Сильвия
Когда я вернулась в дом, оставив Китона и Генри на террасе, я решила сделать горячий шоколад — так, как готовила его моя мама, когда мы были детьми. На плите, с молоком и какао-порошком, подслащённым кленовым сиропом с Кловерли, немного ванили и кусочками шоколада, растопленными в напитке.
Пока я готовила, на кухню зашла Эйприл и, прислонившись к раковине, посмотрела на меня с лукавой улыбкой.
— Ну что? — начала она, явно развлекаясь.
— Что?
Я сосредоточилась на том, чтобы тщательно размешать какао в горячем молоке.
— Это ты называешь «идти медленно»? — Она изобразила кавычки в воздухе.

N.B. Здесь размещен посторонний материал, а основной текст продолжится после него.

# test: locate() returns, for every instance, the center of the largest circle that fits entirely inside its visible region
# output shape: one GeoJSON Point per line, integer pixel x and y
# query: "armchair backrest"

— Эм… — Я почувствовала, как мои щёки заливает краска.
Её глаза засветились.
— Ну же, рассказывай всё.
— Ну, мы… как бы… — Я замялась, чувствуя, как жар поднимается к лицу.
— Переспали? — её голос опустился до шёпота.
— Тише. — Я кинула взгляд в сторону гостиной, где сидели наши родители. — Да.
— Я так и знала! — Она сжала кулаки от восторга.
— Как ты узнала?
— Во-первых, это было очевидно по тому, как вы сегодня вели себя. Как ты его касалась. Как он на тебя смотрел. А во-вторых, мне только что написала Хлоя: «Что, чёрт возьми, происходит между Сильвией и Генри?» — Эйприл ухмыльнулась и убрала телефон обратно в карман. — Так что тут и гадать особо не надо.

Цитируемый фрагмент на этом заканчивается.